Canadian Foreign Minister John Baird said on Monday that Mr Fahmy’s release was “imminent” but gave no details of a resolution.

There are still concerns over the fate of Mr Mohamed, however, because he is an Egyptian who holds no dual nationality.

Speaking on Monday, Mr Greste said: “If it’s right for me to be free then it’s right for all of them to be free.”

He described his release as “a massive step forward” for the Egyptian authorities but added that he felt a “real mix of emotions” after learning he would be freed.

There was “real stress in having to say goodbye to my colleagues and friends – people who’ve really become family inside that prison,” he said.

In June last year, Mr Fahmy and Mr Greste were sentenced to seven years in prison and Mr Mohamed to 10. Their sentences sparked an international outcry.

The three men’s convictions were overturned on 1 January but they remained in custody pending a retrial.

Several students have also been held in the same case. The students deny working for Al-Jazeera but it is thought that material filmed on their phones was used by the network.

In a separate case, Abdullah El-Shamy, a journalist for Al-Jazeera’s Arabic channel, was arrested in August 2013 when police broke up a protest by supporters of Mr Morsi.

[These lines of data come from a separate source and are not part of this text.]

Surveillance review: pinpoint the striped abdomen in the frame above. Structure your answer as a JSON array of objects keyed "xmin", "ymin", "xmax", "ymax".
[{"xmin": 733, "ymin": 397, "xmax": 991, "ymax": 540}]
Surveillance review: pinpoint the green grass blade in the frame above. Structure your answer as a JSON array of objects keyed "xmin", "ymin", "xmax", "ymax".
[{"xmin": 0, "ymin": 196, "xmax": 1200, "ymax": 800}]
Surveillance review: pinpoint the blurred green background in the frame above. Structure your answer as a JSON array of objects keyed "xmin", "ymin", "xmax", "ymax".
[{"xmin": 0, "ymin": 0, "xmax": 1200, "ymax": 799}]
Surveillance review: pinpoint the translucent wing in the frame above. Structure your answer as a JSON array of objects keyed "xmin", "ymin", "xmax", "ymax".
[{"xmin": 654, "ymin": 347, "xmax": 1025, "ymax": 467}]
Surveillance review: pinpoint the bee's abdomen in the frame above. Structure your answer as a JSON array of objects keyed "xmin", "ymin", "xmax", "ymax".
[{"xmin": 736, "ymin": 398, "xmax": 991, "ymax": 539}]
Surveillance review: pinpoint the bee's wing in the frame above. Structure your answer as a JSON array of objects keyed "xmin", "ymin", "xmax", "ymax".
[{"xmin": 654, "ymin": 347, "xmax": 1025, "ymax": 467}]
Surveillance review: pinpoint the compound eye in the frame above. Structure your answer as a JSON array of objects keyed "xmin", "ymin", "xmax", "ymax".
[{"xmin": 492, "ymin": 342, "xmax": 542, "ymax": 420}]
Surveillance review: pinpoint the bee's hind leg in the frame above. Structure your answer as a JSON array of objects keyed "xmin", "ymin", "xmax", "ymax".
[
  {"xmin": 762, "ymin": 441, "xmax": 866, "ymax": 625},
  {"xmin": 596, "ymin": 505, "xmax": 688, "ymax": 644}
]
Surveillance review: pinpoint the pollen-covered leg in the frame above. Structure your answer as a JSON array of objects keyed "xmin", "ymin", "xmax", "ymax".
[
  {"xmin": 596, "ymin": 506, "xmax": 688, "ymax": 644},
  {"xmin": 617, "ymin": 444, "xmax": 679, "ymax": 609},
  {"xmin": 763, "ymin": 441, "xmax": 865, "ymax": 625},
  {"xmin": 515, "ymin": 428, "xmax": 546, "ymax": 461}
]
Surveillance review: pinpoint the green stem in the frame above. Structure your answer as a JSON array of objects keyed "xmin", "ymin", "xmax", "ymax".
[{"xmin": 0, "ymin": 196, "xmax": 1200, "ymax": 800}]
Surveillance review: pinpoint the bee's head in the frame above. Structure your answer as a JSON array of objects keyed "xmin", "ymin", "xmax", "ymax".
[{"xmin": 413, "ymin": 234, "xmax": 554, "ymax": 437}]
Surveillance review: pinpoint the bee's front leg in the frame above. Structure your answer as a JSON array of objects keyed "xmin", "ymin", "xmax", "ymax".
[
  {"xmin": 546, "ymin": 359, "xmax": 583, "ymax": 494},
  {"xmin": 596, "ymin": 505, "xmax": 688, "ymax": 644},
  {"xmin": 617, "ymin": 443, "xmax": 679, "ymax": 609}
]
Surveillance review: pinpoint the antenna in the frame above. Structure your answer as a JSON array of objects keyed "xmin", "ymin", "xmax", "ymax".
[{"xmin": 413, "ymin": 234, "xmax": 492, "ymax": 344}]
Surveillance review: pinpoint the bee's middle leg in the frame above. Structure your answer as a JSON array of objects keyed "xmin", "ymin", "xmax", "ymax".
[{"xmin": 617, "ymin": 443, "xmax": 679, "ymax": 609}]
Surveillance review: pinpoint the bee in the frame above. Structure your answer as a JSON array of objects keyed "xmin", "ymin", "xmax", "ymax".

He was released on health grounds in June 2014 after a hunger strike of nearly five months.

According to campaign group Reporters Without Borders, there are currently 165 journalists imprisoned around the world, including 15 in Egypt.

29 December 2013: Peter Greste and Mohamed Fahmy arrested in police raid on Cairo’s Marriott Hotel. Baher Mohamed later arrested at home.

29 January 2014: 20 people including the three journalists referred to trial, charged with spreading false news, belonging to a terrorist organisation and operating without a permit.

22 February: First court appearance of the three journalists.

23 June: Defendants sentenced to seven years, with Baher Mohamed receiving an additional three years.

12 November: President Sisi signs decree allowing repatriation of foreign prisoners.

1 January 2015: Highest court orders retrial, but the three journalists not allowed bail.

1 February 2015: Peter Greste freed and deported, his two colleagues remain behind bars.